Hi @StolkArjen, sorry for the delay, I didn't see your first post and just got to it now. Let me first verify that I fully understand your setup. Each interaction sequence is a sequence of 80 movement sequences with variable length. In other words, you have a sequence-of-sequences. As labels, you have one label per movement sequence. Thus, you have 80 labels per interaction sequence. You want information from movement sequences to be used for movement sequences that come later in the interaction sequence. Is that correct?

In this case, I would first consider the dependency you expect between the movement sequences:

Do you expect that some global information of the first movement sequence is useful to classify the remaining sequences? In the first case, putting everything together in one sequence seems quite expensive, since transformers scale quadratically with the sequence length. I would instead follow previous approaches on document classification, which used two levels of attention: one within each individual movement sequence, and one across the movement sequences, e.g. between the classification tokens across the movement sequences (if needed, you can use a causal mask there). This way, you keep the computational cost manageable while allowing for information exchange between movement sequences.
Instead, do you expect that an individual time step in the first movement sequence to be relevant in the second or later sequences? If so, putting everything together in one sequence seems the most reasonable. You can then use a sequence-to-sequence loss on the classification tokens.

Let me know if you have any follow-up questions. Hope that helps a bit!

Best, Phillip

ssadhukha commented 1 year ago

Hi @phlippe, I'm @StolkArjen 's PhD student, working on this project. Thanks for your response and for sharing your ideas re: our modeling strategy. First, re: your first suggestion, yes we do expect to see that some global information of say, the first movement sequence is useful to classify the remaining sequences.
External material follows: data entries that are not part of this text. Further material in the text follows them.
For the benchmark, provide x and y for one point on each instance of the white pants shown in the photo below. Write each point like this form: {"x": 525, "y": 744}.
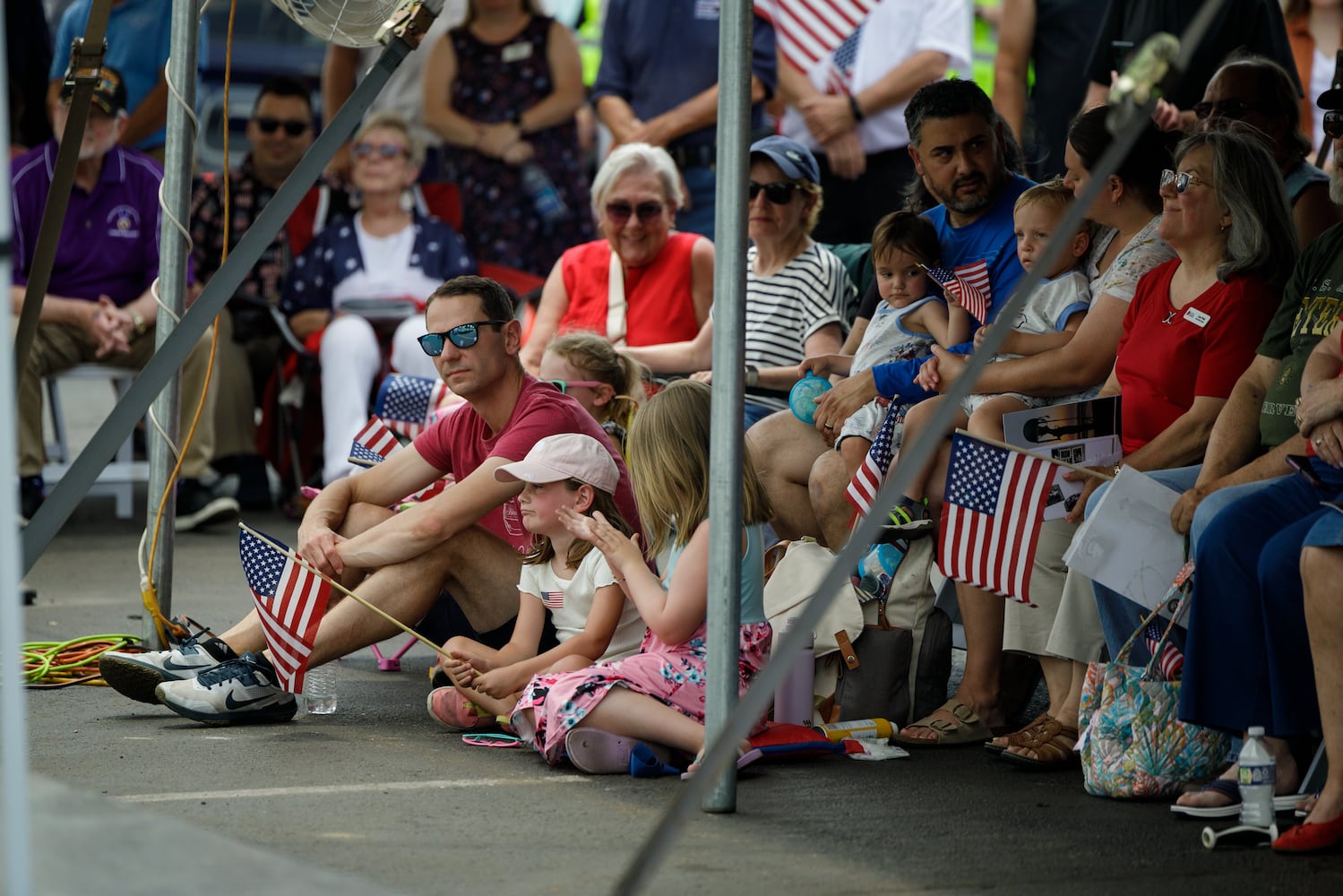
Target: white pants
{"x": 350, "y": 358}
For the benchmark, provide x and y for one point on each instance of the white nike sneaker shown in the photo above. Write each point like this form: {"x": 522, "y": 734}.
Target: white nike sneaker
{"x": 136, "y": 675}
{"x": 236, "y": 692}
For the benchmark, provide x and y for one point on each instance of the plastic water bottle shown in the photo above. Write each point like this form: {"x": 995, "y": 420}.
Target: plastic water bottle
{"x": 857, "y": 729}
{"x": 320, "y": 689}
{"x": 794, "y": 700}
{"x": 804, "y": 394}
{"x": 876, "y": 570}
{"x": 546, "y": 198}
{"x": 1257, "y": 780}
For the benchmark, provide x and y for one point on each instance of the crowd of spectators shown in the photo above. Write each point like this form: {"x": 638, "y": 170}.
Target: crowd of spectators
{"x": 1203, "y": 289}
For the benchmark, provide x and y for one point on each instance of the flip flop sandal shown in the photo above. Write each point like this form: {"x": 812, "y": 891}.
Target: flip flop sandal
{"x": 1026, "y": 737}
{"x": 1052, "y": 753}
{"x": 745, "y": 758}
{"x": 1232, "y": 791}
{"x": 603, "y": 753}
{"x": 971, "y": 729}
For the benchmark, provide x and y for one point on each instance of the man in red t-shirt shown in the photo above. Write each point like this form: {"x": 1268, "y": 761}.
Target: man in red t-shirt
{"x": 468, "y": 538}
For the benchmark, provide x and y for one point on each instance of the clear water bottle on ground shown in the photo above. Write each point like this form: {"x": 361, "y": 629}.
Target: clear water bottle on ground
{"x": 320, "y": 689}
{"x": 1257, "y": 780}
{"x": 793, "y": 700}
{"x": 546, "y": 198}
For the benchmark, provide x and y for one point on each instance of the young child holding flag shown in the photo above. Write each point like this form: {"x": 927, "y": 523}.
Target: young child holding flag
{"x": 907, "y": 322}
{"x": 598, "y": 715}
{"x": 1049, "y": 319}
{"x": 563, "y": 578}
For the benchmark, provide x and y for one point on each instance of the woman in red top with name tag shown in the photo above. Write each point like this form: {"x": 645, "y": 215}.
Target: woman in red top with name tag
{"x": 1189, "y": 333}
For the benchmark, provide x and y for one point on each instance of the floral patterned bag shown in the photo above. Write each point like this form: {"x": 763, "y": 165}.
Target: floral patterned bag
{"x": 1133, "y": 745}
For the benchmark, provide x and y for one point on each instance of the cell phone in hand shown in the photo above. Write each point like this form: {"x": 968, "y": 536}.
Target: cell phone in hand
{"x": 1302, "y": 463}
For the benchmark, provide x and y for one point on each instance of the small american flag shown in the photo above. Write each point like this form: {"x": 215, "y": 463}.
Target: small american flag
{"x": 970, "y": 287}
{"x": 839, "y": 72}
{"x": 290, "y": 600}
{"x": 990, "y": 517}
{"x": 1171, "y": 661}
{"x": 809, "y": 31}
{"x": 406, "y": 402}
{"x": 374, "y": 444}
{"x": 866, "y": 481}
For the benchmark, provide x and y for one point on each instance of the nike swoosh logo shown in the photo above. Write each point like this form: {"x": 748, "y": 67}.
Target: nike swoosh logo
{"x": 169, "y": 664}
{"x": 239, "y": 704}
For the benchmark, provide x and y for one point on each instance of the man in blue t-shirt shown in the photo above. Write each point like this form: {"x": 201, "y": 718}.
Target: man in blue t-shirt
{"x": 957, "y": 142}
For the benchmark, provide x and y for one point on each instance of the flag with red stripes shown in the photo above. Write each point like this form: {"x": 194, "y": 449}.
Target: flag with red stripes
{"x": 374, "y": 444}
{"x": 807, "y": 31}
{"x": 1171, "y": 661}
{"x": 990, "y": 517}
{"x": 866, "y": 481}
{"x": 290, "y": 600}
{"x": 969, "y": 285}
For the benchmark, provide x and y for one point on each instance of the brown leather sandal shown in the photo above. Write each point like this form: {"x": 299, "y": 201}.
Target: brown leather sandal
{"x": 1025, "y": 737}
{"x": 1053, "y": 748}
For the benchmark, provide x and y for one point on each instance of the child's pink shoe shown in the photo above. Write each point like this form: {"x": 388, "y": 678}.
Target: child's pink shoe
{"x": 455, "y": 712}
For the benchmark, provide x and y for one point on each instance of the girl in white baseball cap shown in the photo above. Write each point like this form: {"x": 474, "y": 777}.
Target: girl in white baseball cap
{"x": 562, "y": 576}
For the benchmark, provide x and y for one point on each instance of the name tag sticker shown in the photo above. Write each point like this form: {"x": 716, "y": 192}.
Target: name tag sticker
{"x": 517, "y": 51}
{"x": 1197, "y": 317}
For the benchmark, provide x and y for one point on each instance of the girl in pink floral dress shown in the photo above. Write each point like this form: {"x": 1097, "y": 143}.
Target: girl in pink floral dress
{"x": 659, "y": 694}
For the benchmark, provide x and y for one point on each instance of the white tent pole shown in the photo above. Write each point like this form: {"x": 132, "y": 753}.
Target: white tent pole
{"x": 13, "y": 723}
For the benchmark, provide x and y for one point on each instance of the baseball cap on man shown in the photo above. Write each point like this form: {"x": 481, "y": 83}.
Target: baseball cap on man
{"x": 568, "y": 455}
{"x": 109, "y": 93}
{"x": 794, "y": 160}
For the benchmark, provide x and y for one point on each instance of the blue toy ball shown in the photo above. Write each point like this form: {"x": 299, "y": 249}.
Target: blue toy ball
{"x": 802, "y": 398}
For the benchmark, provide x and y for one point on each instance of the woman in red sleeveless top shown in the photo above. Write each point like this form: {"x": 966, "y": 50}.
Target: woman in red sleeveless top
{"x": 643, "y": 284}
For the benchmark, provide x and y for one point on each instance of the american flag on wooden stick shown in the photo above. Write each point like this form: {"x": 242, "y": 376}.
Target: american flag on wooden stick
{"x": 866, "y": 481}
{"x": 969, "y": 285}
{"x": 807, "y": 31}
{"x": 374, "y": 444}
{"x": 1171, "y": 661}
{"x": 406, "y": 403}
{"x": 990, "y": 517}
{"x": 290, "y": 599}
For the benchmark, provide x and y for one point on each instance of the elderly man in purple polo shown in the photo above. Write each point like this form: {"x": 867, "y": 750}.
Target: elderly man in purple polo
{"x": 99, "y": 306}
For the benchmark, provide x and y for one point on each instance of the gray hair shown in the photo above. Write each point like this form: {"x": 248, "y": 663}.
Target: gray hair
{"x": 1261, "y": 238}
{"x": 632, "y": 158}
{"x": 388, "y": 120}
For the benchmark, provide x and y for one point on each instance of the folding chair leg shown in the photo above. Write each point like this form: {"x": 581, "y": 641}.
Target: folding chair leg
{"x": 393, "y": 662}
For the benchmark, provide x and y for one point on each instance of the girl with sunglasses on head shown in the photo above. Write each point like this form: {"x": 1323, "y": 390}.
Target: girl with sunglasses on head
{"x": 607, "y": 383}
{"x": 363, "y": 281}
{"x": 563, "y": 581}
{"x": 799, "y": 298}
{"x": 642, "y": 284}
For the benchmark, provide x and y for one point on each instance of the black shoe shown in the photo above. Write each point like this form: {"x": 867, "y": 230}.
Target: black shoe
{"x": 31, "y": 495}
{"x": 198, "y": 505}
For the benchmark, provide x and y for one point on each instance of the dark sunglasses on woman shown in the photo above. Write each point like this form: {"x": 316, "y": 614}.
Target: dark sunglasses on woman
{"x": 779, "y": 193}
{"x": 292, "y": 126}
{"x": 1334, "y": 124}
{"x": 621, "y": 211}
{"x": 1229, "y": 108}
{"x": 564, "y": 386}
{"x": 461, "y": 336}
{"x": 385, "y": 151}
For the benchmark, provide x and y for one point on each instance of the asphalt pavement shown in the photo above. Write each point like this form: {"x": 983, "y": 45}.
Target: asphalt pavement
{"x": 132, "y": 798}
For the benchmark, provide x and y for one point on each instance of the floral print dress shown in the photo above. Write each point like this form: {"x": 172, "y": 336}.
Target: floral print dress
{"x": 673, "y": 673}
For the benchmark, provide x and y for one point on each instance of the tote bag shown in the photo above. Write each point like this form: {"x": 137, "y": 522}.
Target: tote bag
{"x": 1133, "y": 745}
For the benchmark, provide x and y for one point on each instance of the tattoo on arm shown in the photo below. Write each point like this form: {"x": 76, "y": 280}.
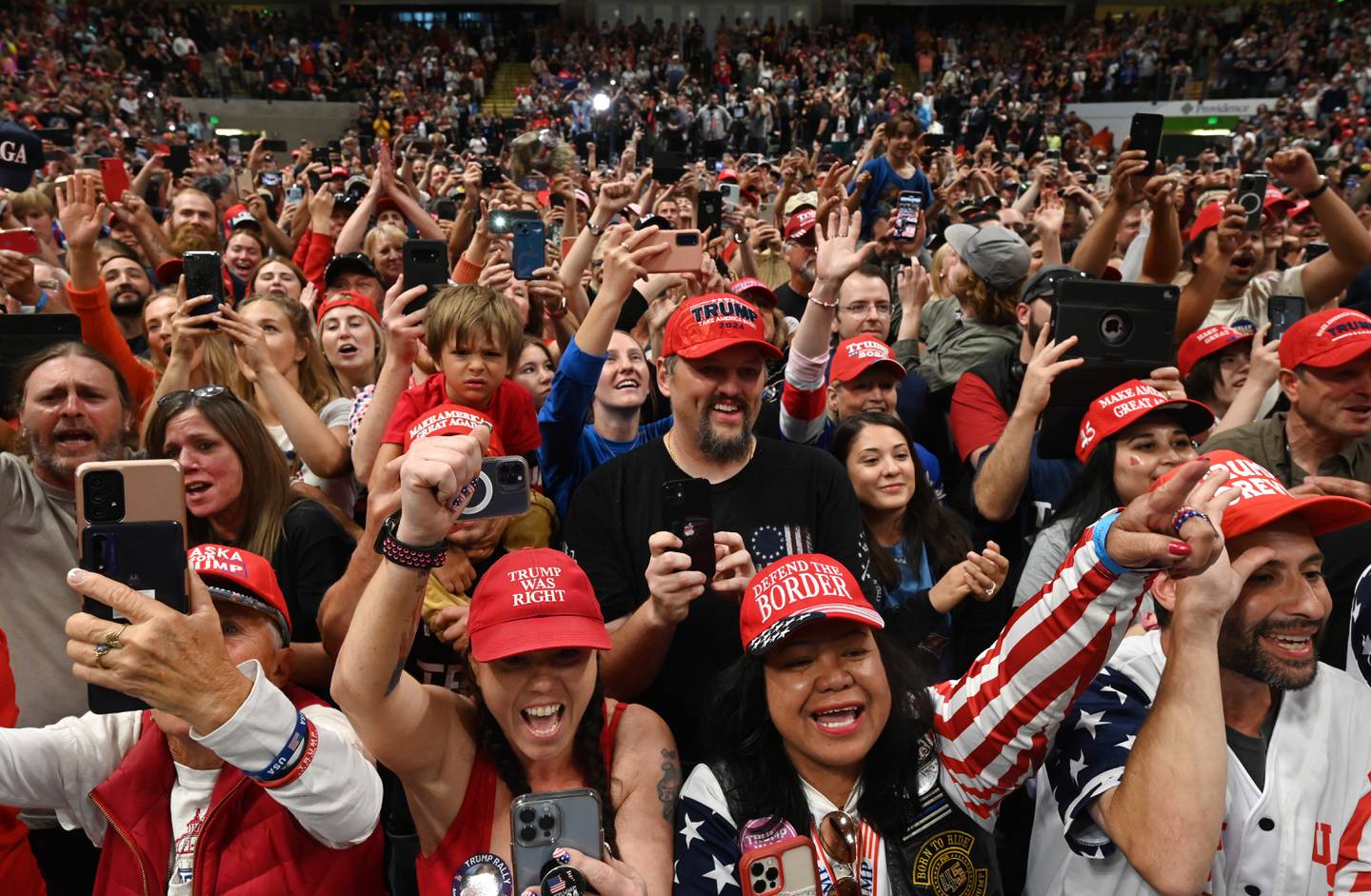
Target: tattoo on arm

We expect these dependencies to build over time. We’ll certainly take a look at how document classification, using two levels of attention is implemented and how it can be adapted for our purposes. So far, we have been treating each trial as our unit of analysis, so there isn’t any cross-trial dependencies in our modeling strategy (yet).

Re: your second suggestion, yes, we do expect that the particular patterns of movements that are revealed by individual time-steps a as whole (as in, across the sequence) might be relevant for later sequences, but this is something we have yet to explore.

Ultimately, because we anticipate that behavior in future trials is highly dependent on past ones, we’re interested in modeling the unique dynamics in the game and how the trial-by-trial dependencies change over time.

Thanks again for your input!